His voice had dropped an octave with the last word. Mobius took a step closer, and on the monitor he saw a long chemical name beginning with
O-ethyl-S
.
"Tell me," he said.
"It says here this is…this is…"
Maple turned toward him. Above the antiseptic mask, his eyes were wide and helpless.
"Tell me," Mobius repeated.
The kid told him.
And Mobius smiled.
When he was finished at the lab, Mobius visited Tess.
He knew where she was staying, of course. He had even sat in the motel parking lot and watched her enter and leave on a few occasions. It had occurred to him that it would not be difficult to kill her whenever he wished. So far he had felt no particular urgency about it. But now the time had come.

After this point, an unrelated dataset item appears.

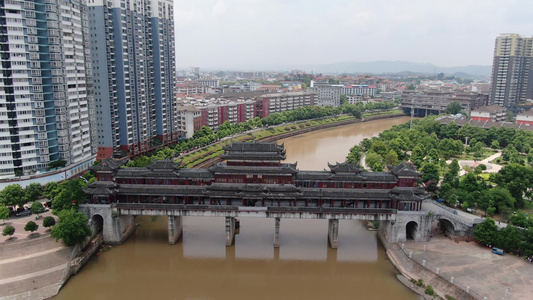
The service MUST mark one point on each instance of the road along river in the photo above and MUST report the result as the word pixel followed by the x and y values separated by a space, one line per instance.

He guided his car into the motel parking lot and brought it to rest under a dead street lamp. The time was 4:45, still too early for any activity around the motel. The windows were unlighted, the drapes shut.
Canister in hand, he crossed the parking lot to the door of room 14. It would be locked, naturally—he didn’t even bother testing the knob. He had no need to get inside the room.
He cast a long, cautious look around, then crouched near the air conditioner.
It was a large unit installed under the window, and it was off now. He didn’t know if Tess had left it off when she’d gone to sleep, or if it had clicked off automatically during the coolest part of the night. But this March was unseasonably warm, with near-record highs forecast for Saturday. She would turn it on eventually.
He put on his gloves and the mask from the lab. Averting his face, he opened the canister and dribbled a few drops of its contents into the AC unit’s air-intake duct. When the air conditioner started running, the liquid would be aerosolized and dispersed as a mist throughout the room.